Is it really possible to take a blank hard drive and do everything, set up the basic (i.e., primary and extended) partitions with the RC, instead of FDISK and something like Partition Magic?

Thanks,
Ted


----------



## Moby (Mar 19, 2002)

> Is it really possible to take a blank hard drive and do everything, set up the basic (i.e., primary and extended) partitions with the RC, instead of FDISK and something like Partition Magic?


Not with the recovery console part of the CD, but with other tools in setup on the same CD - yes.

As far as I know, on the other question, if you have multiple bootable partitions, when using the XP CD as a boot disc to go into the Recovery console, it asks you which OS setup you want to get at. I'm not sure it's wise going into WIN2k and fixing a boot record with an XP disc though. They may be the same, I'm not sure, but to me you'd use the XP CD to fix an XP installation only.


----------



## JohnWill (Oct 19, 2002)

FDISK /MBR writes the MBR to the first physical drive it finds. If you do an FDISK /STATUS, the drive that's listed as #1 is where the record went.


----------



## pianoman1948 (Jan 8, 2005)

Ok, thanks, folks. More new stuff I need to learn .... <smile>

Ted


----------



## angel (Dec 2, 1998)

I have not tried this so try at your own risk...

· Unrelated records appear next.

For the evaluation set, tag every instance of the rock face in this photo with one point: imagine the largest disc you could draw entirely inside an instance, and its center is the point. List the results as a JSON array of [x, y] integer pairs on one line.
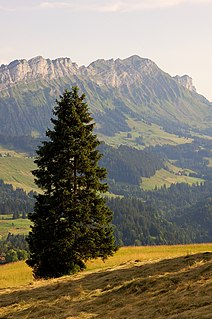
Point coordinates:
[[118, 92], [38, 67], [186, 81]]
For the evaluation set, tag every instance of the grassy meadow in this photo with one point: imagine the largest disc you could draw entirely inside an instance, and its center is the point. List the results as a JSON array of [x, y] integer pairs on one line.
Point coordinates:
[[16, 274], [13, 226], [16, 170], [138, 282], [163, 176]]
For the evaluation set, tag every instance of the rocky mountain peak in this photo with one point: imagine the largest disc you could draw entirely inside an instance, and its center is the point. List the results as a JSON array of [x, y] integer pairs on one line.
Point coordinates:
[[37, 67], [119, 72], [186, 81]]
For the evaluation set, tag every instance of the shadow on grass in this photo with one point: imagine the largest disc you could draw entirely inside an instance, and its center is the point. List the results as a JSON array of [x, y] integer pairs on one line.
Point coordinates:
[[156, 290]]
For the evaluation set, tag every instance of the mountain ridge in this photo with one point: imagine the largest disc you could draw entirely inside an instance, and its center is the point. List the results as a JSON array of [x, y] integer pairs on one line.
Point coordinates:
[[119, 92]]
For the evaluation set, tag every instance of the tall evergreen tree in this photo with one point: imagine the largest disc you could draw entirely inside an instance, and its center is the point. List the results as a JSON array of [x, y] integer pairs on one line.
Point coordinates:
[[71, 222]]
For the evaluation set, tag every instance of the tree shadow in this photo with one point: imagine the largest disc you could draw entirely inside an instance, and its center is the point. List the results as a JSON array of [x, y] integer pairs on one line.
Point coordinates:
[[103, 294]]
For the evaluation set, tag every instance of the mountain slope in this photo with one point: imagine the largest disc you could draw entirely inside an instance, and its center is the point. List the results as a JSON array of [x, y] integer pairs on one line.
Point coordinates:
[[119, 93], [172, 288]]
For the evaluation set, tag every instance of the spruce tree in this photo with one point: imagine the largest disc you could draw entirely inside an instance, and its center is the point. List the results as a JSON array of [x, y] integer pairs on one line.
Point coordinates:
[[71, 223]]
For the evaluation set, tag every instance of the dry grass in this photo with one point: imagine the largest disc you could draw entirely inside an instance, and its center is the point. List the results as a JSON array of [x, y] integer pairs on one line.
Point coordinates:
[[174, 288]]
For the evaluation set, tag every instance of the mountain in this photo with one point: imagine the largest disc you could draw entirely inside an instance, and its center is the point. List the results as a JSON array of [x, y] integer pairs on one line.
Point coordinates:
[[122, 94]]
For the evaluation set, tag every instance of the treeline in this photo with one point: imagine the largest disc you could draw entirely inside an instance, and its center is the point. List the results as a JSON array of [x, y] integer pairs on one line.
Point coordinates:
[[127, 165], [15, 201], [25, 143], [13, 248], [177, 215], [192, 156]]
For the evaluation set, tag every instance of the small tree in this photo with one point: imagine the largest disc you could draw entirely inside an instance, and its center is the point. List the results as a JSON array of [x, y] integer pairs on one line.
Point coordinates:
[[71, 222]]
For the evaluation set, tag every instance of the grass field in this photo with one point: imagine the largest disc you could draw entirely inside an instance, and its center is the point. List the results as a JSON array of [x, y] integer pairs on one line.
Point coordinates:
[[16, 170], [164, 177], [151, 135], [16, 274], [142, 284], [14, 226]]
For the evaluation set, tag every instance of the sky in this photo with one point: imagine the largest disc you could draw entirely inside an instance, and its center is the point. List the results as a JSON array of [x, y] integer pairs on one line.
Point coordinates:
[[175, 34]]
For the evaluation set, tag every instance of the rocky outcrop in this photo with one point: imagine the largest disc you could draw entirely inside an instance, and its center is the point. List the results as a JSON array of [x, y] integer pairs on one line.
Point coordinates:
[[38, 67], [186, 81]]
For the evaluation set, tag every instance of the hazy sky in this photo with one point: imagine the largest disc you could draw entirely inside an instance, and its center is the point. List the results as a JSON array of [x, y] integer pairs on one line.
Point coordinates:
[[176, 34]]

FDISK /CMBR <DISK> - Recreates the Master Boot Record on specified disk. Performs the same functions as FDISK /MBR except can be used on other disk drives.


----------



## pianoman1948 (Jan 8, 2005)

thanks ..... and how to indicate <disk>? I read somewhere to use numbers (rather than drive letters). Disk 0, disk 1, etc. To find out what they are, I saw someone recommend using FDISK /STATUS.


----------



## Squashman (Apr 4, 2003)

pianoman1948 said:


> thanks ..... and how to indicate <disk>? I read somewhere to use numbers (rather than drive letters). Disk 0, disk 1, etc. To find out what they are, I saw someone recommend using FDISK /STATUS.


Yes, use the drive numbers.


----------



## JohnWill (Oct 19, 2002)

I truthfully never heard that FDISK /MBR would accept a drive number, and I've never seen that written down. I may have to try it somewhere, just to see what happens.


----------



## angel (Dec 2, 1998)

SYNTAX

Configures a hard disk for use with MS-DOS.

*FDISK [/STATUS] /X*

*/STATUS* Displays partition information. 
*/X* Ignores extended disk-access support (will not use LBA support). Use this switch if you receive one of the following symptoms: 
Unable to access a drive from DOS versions prior to 7.
Disk access messages .
Stack overflow messages.
High amounts of data corruption.
Extra drive letters

SECRET FDISK SWITCHES

Disclaimer: Below is a listing of secret or undocumented MS-DOS fdisk commands and switches. Use these commands at your own risk.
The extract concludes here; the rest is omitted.